The Habit Of Returning Home
Home is a word I have used carelessly. I am learning to use it more precisely — or perhaps less precisely, which might be the same thing.
The second time I unlocked the door to the apartment on Birch Street, my hands knew the key before my mind did. Turn left, slight upward pressure, the click that means the deadbolt has released. The hallway smelled the same — lavender detergent and something faintly sweet I could never identify. The dog heard me before I finished opening the door. His nails on the hardwood, the particular rhythm of his approach, the snuffling at my knees before I had set down my bag.
His name was Walter. A beagle mix with the mournful eyes of someone who has read too much Russian literature. The first time I met him, he regarded me with suspicion that bordered on philosophical inquiry. By the second visit, he brought me his rope toy. By the third, he slept with his head on my foot while I read on the couch, and I understood that I had been accepted into a category I did not have a name for — not family, not stranger, but something in the liminal space between.
Returning to an apartment changes your relationship to it. The first visit is reconnaissance. You memorize the feeding instructions, locate the emergency contact number, note where the spare leash hangs. You are a visitor performing competence. The second visit is recognition. You know which step creaks on the staircase. You know the microwave requires a gentle slam to close properly. You know Walter will pretend he does not want the treat you are holding until you count to three.

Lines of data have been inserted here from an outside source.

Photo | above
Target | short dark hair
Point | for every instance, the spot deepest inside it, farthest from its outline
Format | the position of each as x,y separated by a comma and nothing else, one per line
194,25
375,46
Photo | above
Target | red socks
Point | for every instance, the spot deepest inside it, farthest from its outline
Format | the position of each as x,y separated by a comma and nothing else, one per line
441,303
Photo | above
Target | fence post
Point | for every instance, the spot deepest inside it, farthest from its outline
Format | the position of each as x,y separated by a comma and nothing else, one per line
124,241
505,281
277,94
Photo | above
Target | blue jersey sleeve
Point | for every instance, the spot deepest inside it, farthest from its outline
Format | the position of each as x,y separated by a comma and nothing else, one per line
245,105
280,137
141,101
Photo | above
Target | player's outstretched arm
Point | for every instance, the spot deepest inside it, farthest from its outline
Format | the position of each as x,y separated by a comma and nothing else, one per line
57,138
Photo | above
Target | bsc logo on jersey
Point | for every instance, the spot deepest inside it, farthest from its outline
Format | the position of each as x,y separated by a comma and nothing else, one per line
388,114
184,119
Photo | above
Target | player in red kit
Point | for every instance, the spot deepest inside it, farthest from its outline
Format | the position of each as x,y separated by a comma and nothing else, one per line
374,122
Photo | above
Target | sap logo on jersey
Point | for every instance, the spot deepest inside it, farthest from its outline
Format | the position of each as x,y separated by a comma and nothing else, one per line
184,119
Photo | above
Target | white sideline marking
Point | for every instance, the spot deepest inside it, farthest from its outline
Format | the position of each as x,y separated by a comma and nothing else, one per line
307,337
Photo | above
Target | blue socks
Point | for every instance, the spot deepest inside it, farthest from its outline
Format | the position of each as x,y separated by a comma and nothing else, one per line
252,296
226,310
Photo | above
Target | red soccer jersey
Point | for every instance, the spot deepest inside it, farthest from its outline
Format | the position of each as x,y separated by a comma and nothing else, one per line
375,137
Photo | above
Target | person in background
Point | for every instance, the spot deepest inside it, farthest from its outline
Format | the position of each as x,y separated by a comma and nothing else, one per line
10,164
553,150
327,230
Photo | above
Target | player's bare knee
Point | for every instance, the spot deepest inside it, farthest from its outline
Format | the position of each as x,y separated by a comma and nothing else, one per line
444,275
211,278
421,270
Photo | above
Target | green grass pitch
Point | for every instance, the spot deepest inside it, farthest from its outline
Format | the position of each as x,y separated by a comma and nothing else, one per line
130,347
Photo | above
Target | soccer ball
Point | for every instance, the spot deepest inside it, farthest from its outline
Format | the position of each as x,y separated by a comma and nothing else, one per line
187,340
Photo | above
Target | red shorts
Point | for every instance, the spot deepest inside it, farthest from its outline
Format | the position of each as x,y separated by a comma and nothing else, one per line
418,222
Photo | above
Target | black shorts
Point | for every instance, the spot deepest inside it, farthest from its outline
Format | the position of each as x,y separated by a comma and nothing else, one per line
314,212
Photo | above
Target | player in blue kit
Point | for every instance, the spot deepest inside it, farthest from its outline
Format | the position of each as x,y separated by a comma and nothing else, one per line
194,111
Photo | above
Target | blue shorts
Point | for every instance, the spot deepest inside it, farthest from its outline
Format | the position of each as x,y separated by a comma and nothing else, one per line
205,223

By the fourth or fifth visit, something shifts that I can only describe as domestic. You stop checking the instructions. You know them. You stop looking for the leash. Your hand goes to the hook automatically. You pour coffee into the mug that has become yours by default — the chipped blue one, third shelf, left side — and you sit in the chair that Walter has apparently designated as yours by the simple fact that he expects you to sit there.

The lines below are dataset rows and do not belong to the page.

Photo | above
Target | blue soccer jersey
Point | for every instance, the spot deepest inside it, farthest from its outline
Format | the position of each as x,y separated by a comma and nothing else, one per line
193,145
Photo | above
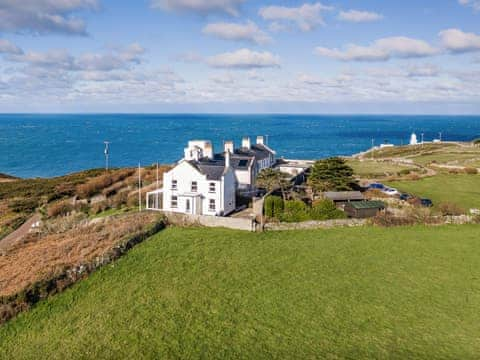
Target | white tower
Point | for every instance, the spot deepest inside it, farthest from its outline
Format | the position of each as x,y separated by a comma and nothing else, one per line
413,139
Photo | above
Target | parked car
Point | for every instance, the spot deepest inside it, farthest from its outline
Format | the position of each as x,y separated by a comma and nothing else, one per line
391,191
376,186
426,202
405,197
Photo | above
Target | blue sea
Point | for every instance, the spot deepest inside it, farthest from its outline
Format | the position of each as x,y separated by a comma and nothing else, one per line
52,145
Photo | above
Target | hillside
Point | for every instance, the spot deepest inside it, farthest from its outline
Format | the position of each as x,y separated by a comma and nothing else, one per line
342,293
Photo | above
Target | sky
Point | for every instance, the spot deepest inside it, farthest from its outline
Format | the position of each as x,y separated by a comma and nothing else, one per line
240,56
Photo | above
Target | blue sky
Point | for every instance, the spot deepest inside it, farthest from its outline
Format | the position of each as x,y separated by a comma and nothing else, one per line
240,56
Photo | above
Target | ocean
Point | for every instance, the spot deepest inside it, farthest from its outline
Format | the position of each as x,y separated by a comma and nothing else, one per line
53,145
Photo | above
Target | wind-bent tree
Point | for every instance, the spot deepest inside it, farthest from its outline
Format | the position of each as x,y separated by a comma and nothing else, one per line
332,174
270,180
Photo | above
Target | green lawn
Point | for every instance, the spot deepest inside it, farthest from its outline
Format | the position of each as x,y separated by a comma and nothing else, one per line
358,293
464,190
374,169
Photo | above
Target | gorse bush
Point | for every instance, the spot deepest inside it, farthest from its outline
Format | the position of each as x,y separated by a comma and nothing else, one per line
326,210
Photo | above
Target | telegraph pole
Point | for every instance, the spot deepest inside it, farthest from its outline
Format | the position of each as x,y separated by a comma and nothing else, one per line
106,152
139,188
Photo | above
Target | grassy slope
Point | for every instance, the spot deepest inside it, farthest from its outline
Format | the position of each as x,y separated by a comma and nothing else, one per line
463,190
357,293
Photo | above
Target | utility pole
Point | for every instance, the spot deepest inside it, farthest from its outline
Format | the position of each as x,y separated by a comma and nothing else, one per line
106,152
139,188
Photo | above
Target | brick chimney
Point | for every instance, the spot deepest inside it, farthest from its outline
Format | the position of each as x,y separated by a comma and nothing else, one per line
246,143
228,146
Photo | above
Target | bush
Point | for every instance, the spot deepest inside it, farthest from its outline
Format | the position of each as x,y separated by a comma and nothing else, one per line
471,171
450,209
295,211
273,206
61,208
325,210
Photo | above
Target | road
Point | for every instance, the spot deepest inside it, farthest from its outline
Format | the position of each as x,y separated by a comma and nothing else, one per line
18,234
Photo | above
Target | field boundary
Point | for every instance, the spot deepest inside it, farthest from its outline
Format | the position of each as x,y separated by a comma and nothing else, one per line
12,305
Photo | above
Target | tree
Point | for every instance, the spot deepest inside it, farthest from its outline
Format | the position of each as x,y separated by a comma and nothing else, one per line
270,180
332,174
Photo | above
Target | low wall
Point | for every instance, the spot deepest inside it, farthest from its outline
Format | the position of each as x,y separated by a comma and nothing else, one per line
211,221
314,224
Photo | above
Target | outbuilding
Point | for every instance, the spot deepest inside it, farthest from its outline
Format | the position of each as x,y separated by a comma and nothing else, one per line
364,209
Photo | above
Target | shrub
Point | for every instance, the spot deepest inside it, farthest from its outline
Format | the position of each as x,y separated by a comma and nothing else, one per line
325,210
451,209
61,208
471,171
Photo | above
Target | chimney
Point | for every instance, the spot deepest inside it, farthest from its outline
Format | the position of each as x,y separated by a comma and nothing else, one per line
227,159
208,150
228,146
246,142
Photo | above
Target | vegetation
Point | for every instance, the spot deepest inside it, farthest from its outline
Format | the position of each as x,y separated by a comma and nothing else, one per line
462,190
270,180
358,293
297,211
332,174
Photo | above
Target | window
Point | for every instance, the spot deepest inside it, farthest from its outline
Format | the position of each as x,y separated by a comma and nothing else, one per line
194,186
211,205
211,187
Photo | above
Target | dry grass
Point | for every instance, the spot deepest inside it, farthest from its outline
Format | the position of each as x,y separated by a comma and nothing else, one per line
71,243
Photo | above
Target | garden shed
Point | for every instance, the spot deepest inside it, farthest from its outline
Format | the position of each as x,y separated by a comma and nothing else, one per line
364,209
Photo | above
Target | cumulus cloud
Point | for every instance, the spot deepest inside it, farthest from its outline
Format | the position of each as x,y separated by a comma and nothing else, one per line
6,47
381,50
306,17
458,41
44,16
62,59
475,4
238,32
244,59
203,7
359,16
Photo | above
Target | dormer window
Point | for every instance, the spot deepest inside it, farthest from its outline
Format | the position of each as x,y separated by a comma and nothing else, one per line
212,187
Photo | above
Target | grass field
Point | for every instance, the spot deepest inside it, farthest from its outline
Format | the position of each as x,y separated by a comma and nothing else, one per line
463,190
212,293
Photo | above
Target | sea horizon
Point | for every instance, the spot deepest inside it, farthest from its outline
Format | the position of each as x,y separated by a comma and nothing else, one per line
46,145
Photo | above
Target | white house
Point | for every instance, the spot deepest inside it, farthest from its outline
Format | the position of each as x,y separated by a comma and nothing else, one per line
205,183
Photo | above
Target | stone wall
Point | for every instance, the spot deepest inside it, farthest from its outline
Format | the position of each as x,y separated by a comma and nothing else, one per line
211,221
314,224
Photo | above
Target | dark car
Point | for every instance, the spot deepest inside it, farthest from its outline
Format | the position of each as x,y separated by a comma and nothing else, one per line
405,197
426,202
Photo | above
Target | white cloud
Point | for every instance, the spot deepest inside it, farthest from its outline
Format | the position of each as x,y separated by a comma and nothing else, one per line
62,59
44,16
238,32
475,4
6,47
306,17
458,41
244,59
359,16
381,50
203,7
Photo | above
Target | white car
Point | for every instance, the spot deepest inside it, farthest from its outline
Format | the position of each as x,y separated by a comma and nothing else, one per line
391,191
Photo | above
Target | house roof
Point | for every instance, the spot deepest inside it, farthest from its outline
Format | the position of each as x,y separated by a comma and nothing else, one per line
344,195
374,204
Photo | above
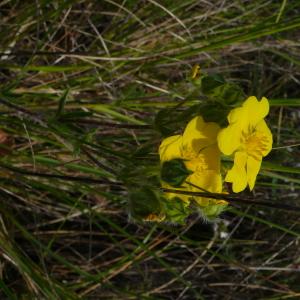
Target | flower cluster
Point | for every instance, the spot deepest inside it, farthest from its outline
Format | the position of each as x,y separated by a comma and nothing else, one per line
247,138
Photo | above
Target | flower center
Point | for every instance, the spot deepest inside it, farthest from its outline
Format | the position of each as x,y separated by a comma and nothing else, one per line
194,161
255,144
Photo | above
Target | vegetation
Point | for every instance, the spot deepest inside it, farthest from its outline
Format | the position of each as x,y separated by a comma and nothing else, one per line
88,91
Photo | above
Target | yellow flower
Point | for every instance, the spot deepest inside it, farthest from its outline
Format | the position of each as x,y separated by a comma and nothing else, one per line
199,150
249,139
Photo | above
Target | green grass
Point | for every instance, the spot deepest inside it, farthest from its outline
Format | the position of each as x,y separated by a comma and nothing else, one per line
81,84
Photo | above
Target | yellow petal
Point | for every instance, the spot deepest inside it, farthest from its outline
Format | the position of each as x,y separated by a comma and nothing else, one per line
229,139
253,166
237,175
264,131
170,148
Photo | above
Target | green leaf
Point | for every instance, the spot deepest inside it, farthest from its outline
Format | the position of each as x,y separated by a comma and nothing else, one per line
144,202
212,211
217,89
170,120
174,172
176,210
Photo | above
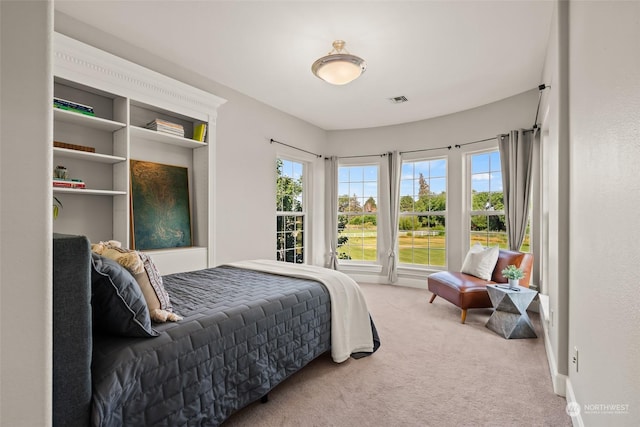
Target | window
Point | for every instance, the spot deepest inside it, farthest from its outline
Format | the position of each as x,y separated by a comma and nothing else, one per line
358,213
422,217
290,211
487,222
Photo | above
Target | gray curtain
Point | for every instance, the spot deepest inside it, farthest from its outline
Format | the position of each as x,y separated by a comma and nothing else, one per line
395,163
331,210
516,158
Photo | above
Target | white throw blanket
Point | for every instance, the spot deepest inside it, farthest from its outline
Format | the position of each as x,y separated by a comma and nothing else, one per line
350,322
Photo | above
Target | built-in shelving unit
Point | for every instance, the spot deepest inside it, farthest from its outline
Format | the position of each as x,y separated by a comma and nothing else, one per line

I have thought about why this feels like coming home when it is not my home. The owners are strangers I have met only once, briefly, at the beginning. I do not know their last names. I do not know what they argue about or what they watch on television or whether they are happy. And yet the apartment holds my habits now, and I hold its habits, and Walter holds both of us in his small beagle consciousness as part of the expected order of things.
Perhaps home is not a place but a pattern. The repetition of arrival, the sequence of small rituals, the accumulation of shared afternoons that begin to feel like memory even while they are still happening. I arrive. Walter greets me. I walk him on the route we have established — left on Birch, right on Maple, the tree where he always pauses. I return. I feed him. I sit in the blue-mug chair. The afternoon passes. I leave. The apartment resumes its waiting.
There is a grief in leaving that I did not anticipate. Not dramatic grief — not the grief of endings, but the grief of temporary departures that accumulate into something heavier than their individual weight suggests. I lock the door. Walter presses his nose to the window. I walk to my car and sit for a moment before starting the engine, and I think: I will be back. And I will, until I will not, because eventually the owners return from their trip or their conference or their season abroad, and Walter's world contracts back to the people he belongs to, and I become a memory he may or may not retain.
I wonder sometimes what Walter remembers. Dogs are supposed to remember scents, routines, the sound of specific cars in driveways. Do they remember the person who kept them company during the weeks their humans were gone? Do they remember the blue-mug chair, the counting-to-three before treats, the foot that served as a pillow? I hope so, though I know hope is a human imposition on a beagle's interior life.
What I remember is this: the habit of returning to a place that is not mine but has accepted my habits anyway. The way familiarity grows not from ownership but from repetition. The way a dog's rope toy on the floor can feel like evidence that you belong somewhere, even temporarily, even provisionally.
I have returned to many apartments since Birch Street. Some have become familiar in the same way. Others remain one-time encounters — functional, pleasant, forgettable. I cannot always predict which will become the ones I return to in memory. But the ones that do share a quality I am still learning to name: they let me develop habits. They let me arrive and be expected. They offer, in the absence of my own home's particular comforts, a substitute architecture of routine.
The last time I visited Walter's apartment, the owners had returned. I handed over the keys in the parking lot, exchanged pleasantries, received thanks that felt disproportionate to what I had done, which was simply be present. I did not go inside. I did not see Walter. I drove away with the specific sadness of knowing a chapter had closed without ceremony.
Months later, I walked past Birch Street on an unrelated errand. I looked up at the third-floor window and wondered if Walter was at his post, nose against glass, waiting for someone. The habit of returning does not end when the returning stops. It becomes part of how you move through the world — aware that you have left pieces of yourself in apartments you will never enter again, and that those pieces are not lost, exactly, but archived in a way that only you can access.
Home, I am learning, is not where you keep your things. It is where your patterns are recognized. And sometimes, if you are fortunate, it is where a beagle brings you his rope toy on the second visit, as though to say: you came back. I noticed. Please stay awhile.